Levé dès 3 heures du matin, il se rendait à l’église, déjà pleine de monde, pour les matines. Au moment de la prothèse [Le service de préparation des offrandes avant la Sainte Liturgie, pendant lequel le prêtre commémore les noms demandés par les fidèles] on apportait des pains d’offrande (prosphores) dans d’immenses paniers, accompagnés de listes interminables de noms. Le Père les prenait entre ses mains et élevait vers Dieu une prière ardente, comme s’il intercédait pour chacun en particulier. Sa célébration de la Divine Liturgie était un spectacle impressionnant: il se tenait devant l’autel, comme devant le trône du Dieu de gloire, s’adressait à Lui dans des accents qui émouvaient les cœurs les plus durs, et il ne communiait jamais sans avoir le visage baigné de larmes. «Je meure lorsque je ne célèbre pas la Liturgie», disait-il. Dans ses sermons enflammés il exhortait les chrétiens à la communion fréquente, car on se contentait alors souvent de ne communier qu’une fois par an. Puisqu’il ne pouvait entendre la confession de chacun, les fidèles retrouvèrent spontanément l’usage ancien de la confession publique. Des pénitents en larmes avouaient toutes leurs fautes devant leurs frères avant d’aller puiser une vie nouvelle à la Source de la Joie. Tant par sa parole que dans toute sa conduite le père Jean avait reçut la grâce de communiquer son sens extraordinaire de la présence du Christ: «Jésus est ma respiration, plus encore que l’air, à tout instant de ma vie. Il est ma lumière avant toute autre lumière, ma nourriture et ma boisson, mon vêtement, mon parfum, ma douceur, mon père et ma mère, un sol plus ferme que la terre, que rien ne peut ébranler et qui me porte». Après la Liturgie, qui se terminait vers midi, il passait le reste du jour à recevoir les demandes de prières, à visiter ses œuvres, à inspirer foi, espérance et joie aux plus désespérés, et ne rentrait chez lui que tard dans la nuit. Malgré cette activité débordante, il ne divertissait jamais son esprit de la prière car, devenu dieu par la Grâce, ses actions et ses paroles étaient prières chargées d’énergie divine.
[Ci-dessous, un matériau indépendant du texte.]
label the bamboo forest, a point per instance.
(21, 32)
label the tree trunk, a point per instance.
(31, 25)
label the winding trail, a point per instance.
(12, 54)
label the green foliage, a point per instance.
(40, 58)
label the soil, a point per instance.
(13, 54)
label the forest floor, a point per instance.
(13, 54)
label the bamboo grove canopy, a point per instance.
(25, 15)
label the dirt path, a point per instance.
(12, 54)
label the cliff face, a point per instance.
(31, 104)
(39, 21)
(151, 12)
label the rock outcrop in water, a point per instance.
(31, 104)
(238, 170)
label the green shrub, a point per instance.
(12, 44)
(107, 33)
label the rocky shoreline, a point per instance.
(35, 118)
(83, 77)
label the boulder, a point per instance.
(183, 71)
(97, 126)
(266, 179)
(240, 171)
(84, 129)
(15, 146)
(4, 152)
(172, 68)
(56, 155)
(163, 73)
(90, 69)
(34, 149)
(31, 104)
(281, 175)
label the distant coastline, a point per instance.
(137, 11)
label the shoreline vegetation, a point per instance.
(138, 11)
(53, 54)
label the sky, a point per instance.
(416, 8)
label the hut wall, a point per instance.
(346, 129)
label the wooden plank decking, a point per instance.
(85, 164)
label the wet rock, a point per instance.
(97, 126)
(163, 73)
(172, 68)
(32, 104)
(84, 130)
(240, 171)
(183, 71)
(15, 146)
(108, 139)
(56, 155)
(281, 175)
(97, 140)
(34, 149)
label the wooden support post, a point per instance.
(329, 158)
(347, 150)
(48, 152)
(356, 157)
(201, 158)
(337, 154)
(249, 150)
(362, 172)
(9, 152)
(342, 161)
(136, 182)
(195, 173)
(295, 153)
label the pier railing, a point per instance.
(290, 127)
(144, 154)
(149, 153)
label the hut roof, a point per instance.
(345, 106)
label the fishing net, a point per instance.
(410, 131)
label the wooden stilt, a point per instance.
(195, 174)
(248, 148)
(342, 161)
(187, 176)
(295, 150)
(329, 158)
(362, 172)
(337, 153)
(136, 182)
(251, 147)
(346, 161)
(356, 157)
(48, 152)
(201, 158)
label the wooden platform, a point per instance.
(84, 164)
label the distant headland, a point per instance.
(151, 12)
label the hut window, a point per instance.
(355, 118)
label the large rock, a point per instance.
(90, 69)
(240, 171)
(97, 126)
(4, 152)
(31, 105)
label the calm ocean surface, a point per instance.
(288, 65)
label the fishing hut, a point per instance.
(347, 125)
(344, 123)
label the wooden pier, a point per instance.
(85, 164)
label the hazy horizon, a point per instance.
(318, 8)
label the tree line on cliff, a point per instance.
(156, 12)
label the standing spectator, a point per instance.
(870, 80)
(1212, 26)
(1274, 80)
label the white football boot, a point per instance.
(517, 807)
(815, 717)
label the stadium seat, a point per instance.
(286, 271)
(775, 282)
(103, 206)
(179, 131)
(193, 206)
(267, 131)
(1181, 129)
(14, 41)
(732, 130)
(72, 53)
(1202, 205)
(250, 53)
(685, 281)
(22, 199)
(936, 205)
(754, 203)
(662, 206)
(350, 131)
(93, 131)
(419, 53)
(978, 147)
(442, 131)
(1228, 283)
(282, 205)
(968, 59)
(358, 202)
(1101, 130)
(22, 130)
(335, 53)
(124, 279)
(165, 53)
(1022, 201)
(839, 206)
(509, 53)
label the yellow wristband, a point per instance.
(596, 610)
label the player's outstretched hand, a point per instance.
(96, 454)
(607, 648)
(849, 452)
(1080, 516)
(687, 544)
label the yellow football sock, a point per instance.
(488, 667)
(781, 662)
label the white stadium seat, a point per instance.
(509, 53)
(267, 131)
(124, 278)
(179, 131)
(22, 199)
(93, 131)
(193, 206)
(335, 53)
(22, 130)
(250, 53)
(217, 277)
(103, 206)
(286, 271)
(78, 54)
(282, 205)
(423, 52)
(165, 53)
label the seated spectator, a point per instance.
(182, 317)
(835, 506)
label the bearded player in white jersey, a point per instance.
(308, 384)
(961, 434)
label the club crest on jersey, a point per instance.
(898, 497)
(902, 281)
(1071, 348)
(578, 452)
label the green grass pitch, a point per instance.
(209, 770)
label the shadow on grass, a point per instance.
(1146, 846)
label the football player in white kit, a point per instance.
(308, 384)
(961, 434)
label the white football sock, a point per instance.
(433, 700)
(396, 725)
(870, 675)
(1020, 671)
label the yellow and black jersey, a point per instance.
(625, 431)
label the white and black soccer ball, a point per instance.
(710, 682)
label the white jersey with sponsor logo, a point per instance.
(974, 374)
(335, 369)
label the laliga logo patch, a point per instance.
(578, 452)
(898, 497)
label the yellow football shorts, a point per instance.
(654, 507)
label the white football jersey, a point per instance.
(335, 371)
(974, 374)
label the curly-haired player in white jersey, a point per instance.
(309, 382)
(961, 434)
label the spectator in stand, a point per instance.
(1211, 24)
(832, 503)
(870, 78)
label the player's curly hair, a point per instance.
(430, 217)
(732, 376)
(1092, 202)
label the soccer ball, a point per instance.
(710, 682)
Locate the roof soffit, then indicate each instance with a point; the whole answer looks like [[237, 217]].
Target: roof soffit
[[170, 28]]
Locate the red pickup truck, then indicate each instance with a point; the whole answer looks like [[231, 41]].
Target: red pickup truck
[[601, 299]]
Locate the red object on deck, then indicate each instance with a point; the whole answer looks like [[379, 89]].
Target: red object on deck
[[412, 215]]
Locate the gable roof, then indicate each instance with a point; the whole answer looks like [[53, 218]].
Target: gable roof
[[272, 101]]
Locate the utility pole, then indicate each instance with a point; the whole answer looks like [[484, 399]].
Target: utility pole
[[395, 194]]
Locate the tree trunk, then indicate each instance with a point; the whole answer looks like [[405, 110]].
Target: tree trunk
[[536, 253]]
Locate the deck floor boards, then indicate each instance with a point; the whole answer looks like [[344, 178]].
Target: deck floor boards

Vers la fin de sa vie il fut cruellement éprouvé par la maladie, mais il supportait tout avec douceur, patience et action de grâces. Après avoir prédit le jour de sa mort, il s’endormit dans le Seigneur, le 20 décembre 1908, entouré de la vénération de tout le peuple russe, des plus misérables à la famille impériale. Envoyé par Dieu comme un prophète, le père Jean de Cronstadt a été à l’origine du réveil spirituel du peuple russe à la veille de la Révolution et a montré ce que doit être un prêtre orthodoxe: l’intendant de la miséricorde divine parmi les hommes.